The new entity, infinitely small and with a blink-and-you-miss-it lifespan, is a quasiparticle -- a combination of other, fundamental particles with unusual properties that exist in solids.
"The dropleton is a new element -- a stable building block to build more complicated many-particle constructions in solids," study co-author Mackillo Kira of the Philipps-University Marburg in Germany told AFP of the discovery.
"Our discovery adds a new element to the 'periodic table' of existing quasiparticles in solids."
Each dropleton or "quantum droplet" is thought to comprise about five electrons and five quantum "holes" -- spaces in solid matter where an electron once was, according to a paper published in the journal Nature.
Stimulated by light, this combination of smaller particles briefly condense into a "droplet" with characteristics of liquid water, which includes that it can have ripples.

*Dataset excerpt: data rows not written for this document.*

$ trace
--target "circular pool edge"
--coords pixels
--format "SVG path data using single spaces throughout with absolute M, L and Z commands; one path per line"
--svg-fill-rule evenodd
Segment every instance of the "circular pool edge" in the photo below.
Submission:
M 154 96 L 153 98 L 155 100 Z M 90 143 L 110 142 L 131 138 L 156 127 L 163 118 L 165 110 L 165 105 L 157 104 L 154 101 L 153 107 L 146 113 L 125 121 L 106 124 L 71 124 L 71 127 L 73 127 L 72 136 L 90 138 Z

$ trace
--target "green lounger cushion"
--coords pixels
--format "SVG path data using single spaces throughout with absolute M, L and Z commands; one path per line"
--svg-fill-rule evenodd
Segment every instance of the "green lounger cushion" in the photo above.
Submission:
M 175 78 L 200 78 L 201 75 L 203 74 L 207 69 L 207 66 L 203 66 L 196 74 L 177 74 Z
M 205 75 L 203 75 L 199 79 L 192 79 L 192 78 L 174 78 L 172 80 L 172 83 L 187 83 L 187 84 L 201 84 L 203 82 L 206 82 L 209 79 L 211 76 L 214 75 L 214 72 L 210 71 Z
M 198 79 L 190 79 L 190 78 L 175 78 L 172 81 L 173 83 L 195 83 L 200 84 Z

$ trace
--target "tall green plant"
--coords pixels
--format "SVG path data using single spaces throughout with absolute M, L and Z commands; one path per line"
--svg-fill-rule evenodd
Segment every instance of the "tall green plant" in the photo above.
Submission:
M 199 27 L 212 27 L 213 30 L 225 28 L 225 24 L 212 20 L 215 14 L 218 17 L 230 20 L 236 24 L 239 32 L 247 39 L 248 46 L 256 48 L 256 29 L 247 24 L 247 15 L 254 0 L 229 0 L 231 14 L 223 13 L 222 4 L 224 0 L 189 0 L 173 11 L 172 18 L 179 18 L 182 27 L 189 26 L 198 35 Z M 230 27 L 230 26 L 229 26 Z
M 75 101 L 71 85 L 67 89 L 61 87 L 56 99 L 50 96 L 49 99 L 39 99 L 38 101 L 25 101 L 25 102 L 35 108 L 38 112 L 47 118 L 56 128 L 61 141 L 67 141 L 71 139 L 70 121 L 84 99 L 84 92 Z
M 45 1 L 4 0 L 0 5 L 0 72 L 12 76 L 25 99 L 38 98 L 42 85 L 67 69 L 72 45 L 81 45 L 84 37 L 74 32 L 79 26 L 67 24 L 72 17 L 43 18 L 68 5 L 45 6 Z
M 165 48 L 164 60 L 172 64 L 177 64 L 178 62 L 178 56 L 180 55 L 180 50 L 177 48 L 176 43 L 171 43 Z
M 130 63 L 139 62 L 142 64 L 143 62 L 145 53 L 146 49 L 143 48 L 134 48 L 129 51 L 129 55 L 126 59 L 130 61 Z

The dropleton exists for a mere 25 picoseconds (trillionths of a second).
Though fleeting, this is long enough for researchers to study how light interacts with specialised forms of matter, according to a statement from the US National Institute of Standards and Technology (NIST), which took part in the study.
The dropleton was discovered when researchers bombarded a semiconductor made of gallium arsenide with lasers at a rate of 100 million pulses per second in search of new quasiparticles.
The main use of the discovery is to understand more about how photons, or particles of light, can react with matter.
But the dropleton's high sensitivity to light could also give it an application in light-detecting electronic devices.
Another example of a quasiparticle is the exciton, which is comprised of one electron and one "hole", attracted to one another by electrostatic forces.